Assessment of early neonatal morbidity in late preterm
European Journal of Molecular & Clinical Medicine,
2022, Volume 9, Issue 7, Pages 8895-8898
Abstract
Background:Compared with term infants, infants born late preterm are at increased risk for neonatal intensive care unit (NICU) admission. The present study was conducted to assess early neonatal morbidity in late preterm.Materials & Methods: 54 all live inborn late preterm infants (34 0/7 to 36 6/7 weeks) and term infants (37 0/7 to 41 6/7 weeks) of both genders were included. Group I comprised of late pre- term and group II had term infants.

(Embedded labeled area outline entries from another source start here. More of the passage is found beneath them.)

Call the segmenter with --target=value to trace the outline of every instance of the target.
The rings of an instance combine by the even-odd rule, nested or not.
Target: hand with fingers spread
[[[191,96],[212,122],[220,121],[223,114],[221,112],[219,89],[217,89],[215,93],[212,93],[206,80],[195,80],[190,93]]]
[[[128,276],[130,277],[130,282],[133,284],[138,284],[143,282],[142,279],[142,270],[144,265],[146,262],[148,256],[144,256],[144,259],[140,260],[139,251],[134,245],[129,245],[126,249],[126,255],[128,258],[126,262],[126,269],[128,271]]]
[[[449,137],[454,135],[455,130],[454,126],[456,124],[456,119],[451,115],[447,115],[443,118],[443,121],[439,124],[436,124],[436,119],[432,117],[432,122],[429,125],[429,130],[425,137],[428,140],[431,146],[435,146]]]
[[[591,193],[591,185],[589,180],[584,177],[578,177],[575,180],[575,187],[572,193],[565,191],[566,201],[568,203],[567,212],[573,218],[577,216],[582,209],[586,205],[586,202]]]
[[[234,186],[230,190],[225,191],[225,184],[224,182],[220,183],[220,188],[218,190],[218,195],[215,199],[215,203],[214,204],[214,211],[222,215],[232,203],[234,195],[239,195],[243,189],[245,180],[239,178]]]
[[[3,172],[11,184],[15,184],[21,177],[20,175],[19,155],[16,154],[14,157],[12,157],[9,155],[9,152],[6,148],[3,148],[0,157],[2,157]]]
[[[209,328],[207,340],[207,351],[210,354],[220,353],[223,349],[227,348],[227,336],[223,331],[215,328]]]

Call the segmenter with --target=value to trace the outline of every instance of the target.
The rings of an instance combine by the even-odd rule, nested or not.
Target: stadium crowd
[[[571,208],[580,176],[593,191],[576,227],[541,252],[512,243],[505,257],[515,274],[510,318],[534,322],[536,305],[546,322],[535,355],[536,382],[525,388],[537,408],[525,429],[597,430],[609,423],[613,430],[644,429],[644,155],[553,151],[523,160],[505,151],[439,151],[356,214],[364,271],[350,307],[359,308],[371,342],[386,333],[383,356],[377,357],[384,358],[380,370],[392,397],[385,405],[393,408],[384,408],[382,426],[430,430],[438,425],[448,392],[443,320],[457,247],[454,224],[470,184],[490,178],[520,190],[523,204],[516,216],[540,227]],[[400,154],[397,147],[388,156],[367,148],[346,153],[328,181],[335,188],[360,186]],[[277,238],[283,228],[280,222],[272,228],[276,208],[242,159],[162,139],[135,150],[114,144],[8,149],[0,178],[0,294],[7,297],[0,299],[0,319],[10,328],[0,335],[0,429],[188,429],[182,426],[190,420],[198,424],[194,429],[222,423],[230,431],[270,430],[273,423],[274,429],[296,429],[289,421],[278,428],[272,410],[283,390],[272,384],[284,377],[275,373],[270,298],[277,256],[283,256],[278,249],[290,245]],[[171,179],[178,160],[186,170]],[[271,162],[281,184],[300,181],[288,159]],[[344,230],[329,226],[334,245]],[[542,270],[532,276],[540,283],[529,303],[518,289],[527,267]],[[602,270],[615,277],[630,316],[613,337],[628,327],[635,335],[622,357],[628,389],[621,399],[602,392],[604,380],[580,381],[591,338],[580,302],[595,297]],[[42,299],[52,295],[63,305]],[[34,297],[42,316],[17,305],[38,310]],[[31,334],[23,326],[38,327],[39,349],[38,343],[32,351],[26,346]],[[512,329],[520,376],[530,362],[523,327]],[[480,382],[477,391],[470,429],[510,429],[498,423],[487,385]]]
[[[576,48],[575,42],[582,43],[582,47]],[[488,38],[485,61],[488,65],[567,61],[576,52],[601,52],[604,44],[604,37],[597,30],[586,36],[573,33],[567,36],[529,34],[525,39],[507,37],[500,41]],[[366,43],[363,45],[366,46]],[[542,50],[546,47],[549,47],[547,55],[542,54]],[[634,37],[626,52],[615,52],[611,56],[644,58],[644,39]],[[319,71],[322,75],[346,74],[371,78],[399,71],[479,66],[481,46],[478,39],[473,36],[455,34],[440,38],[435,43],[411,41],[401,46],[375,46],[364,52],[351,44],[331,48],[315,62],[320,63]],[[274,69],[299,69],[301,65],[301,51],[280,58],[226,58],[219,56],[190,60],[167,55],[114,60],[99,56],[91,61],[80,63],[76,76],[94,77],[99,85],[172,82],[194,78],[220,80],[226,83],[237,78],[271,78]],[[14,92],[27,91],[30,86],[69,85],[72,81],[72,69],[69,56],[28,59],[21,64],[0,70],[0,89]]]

In all infants, mode of delivery, APGAR score, hypoglycemia, morbidity, jaundice, weight loss >10% and sepsis etc. was recorded
Results: Group I had 17 boys and 10 girls and group II had 14 boys and 13 girls. Weight loss >10% was seen in 2 in group I and 1 in group II, sepsis was seen 1 in group I, respiratory morbidity 2 in group I and 1 in group II, hypoglycemia was seen in 2 in group I and 3 in group II and jaundice in 1 in group I and 0 in group II. The difference was significant (P< 0.05). The mean gestation weeks in group I was 35.0 weeks and in group II was 38.2 weeks, mode of delivery was vaginal in 22 in group I and 15 in group II, cesarean in 5 in group I and 12 in group II, APGAR score at 1 minute was 7.32 in group I and 7.95 in group II, at 5 minute was 8.41 in group I and 8.68 in group II. The difference was significant (P< 0.05).
Conclusion: Incidence of hypoglycemia, sepsis, respiratory morbidity and jaundice and weight loss >10% was more among late preterm infants.